I'm answering my own question after a couple more hours of trial and error.

What I did was:

  1. Abandon wget's native log file function. This got output going to standard out.

  2. Redirected standard error and standard out into a text file to be mailed to my admin user.

  3. On the same line, I added the command to append the contents of the the text file to be mailed to the log file for update_clouds.

  4. Configured the cron job to just run the script and email me.

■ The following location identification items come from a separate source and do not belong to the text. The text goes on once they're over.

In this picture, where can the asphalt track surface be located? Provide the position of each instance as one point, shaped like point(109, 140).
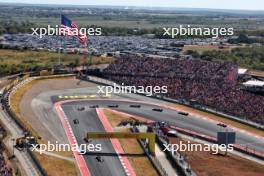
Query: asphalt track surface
point(168, 115)
point(89, 122)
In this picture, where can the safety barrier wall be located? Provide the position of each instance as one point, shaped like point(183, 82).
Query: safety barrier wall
point(13, 86)
point(206, 109)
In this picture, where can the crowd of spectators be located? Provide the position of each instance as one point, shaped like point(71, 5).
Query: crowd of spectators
point(212, 84)
point(4, 169)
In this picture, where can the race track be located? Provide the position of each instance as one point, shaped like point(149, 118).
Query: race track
point(89, 122)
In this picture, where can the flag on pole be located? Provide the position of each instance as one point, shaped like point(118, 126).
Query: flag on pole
point(70, 28)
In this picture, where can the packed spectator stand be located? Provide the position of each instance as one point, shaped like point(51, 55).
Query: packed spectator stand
point(4, 169)
point(210, 83)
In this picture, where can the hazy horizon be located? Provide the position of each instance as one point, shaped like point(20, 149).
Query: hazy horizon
point(202, 4)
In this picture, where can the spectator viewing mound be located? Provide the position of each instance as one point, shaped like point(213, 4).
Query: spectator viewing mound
point(212, 84)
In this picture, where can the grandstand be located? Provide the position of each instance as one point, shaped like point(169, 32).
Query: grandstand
point(212, 84)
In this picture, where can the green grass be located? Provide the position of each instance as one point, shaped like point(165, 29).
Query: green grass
point(12, 61)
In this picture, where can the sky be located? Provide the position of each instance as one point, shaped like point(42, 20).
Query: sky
point(214, 4)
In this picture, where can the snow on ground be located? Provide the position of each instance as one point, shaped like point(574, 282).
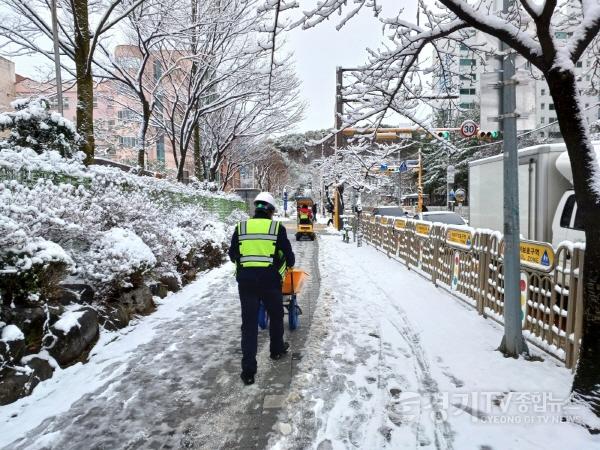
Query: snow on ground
point(394, 362)
point(102, 384)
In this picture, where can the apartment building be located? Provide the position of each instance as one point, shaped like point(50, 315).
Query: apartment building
point(7, 83)
point(475, 78)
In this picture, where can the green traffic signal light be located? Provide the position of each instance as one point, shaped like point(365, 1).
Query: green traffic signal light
point(495, 134)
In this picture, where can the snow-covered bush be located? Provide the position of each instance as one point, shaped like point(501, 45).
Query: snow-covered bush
point(118, 260)
point(34, 126)
point(30, 267)
point(92, 212)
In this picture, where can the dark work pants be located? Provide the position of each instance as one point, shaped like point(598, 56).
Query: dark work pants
point(251, 294)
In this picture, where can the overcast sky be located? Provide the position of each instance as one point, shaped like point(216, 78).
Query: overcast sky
point(319, 50)
point(317, 53)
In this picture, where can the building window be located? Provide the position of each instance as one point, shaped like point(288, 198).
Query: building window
point(129, 62)
point(126, 115)
point(54, 102)
point(160, 149)
point(123, 89)
point(128, 141)
point(157, 70)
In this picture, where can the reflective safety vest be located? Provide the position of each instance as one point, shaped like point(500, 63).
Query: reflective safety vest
point(258, 238)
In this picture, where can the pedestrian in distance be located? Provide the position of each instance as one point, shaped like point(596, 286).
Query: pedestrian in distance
point(262, 253)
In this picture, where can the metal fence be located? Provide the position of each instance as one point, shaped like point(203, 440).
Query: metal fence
point(469, 264)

The command in the shell script looks like this:

 wget --user=xxxxxx --password=xxxxxxxxxx -O /usr/share/xplanet/images/clouds.jpg http://xplanetclouds.com/clouds/2048/clouds_2048.jpg 2> /usr/share/xplanet/logs/update_clouds.txt ; cat /usr/share/xplanet/logs/update_clouds.txt >> usr/share/xplanet/logs/clouds.log

The cron job is this:

 /usr/local/bin/update_clouds.sh ; /usr/bin/mail -s "Updated Clouds" -r "Shuttle Cron<root@shuttle>" root@shuttle < /usr/share/xplanet/logs/update_clouds.txt ; 

I'm sorry to have jostled the community unnecessarily. I appreciate the opportunity to get some help with this stuff. I'm just a part-time hobbyist and I do this stuff to learn. Learned some stuff today for sure.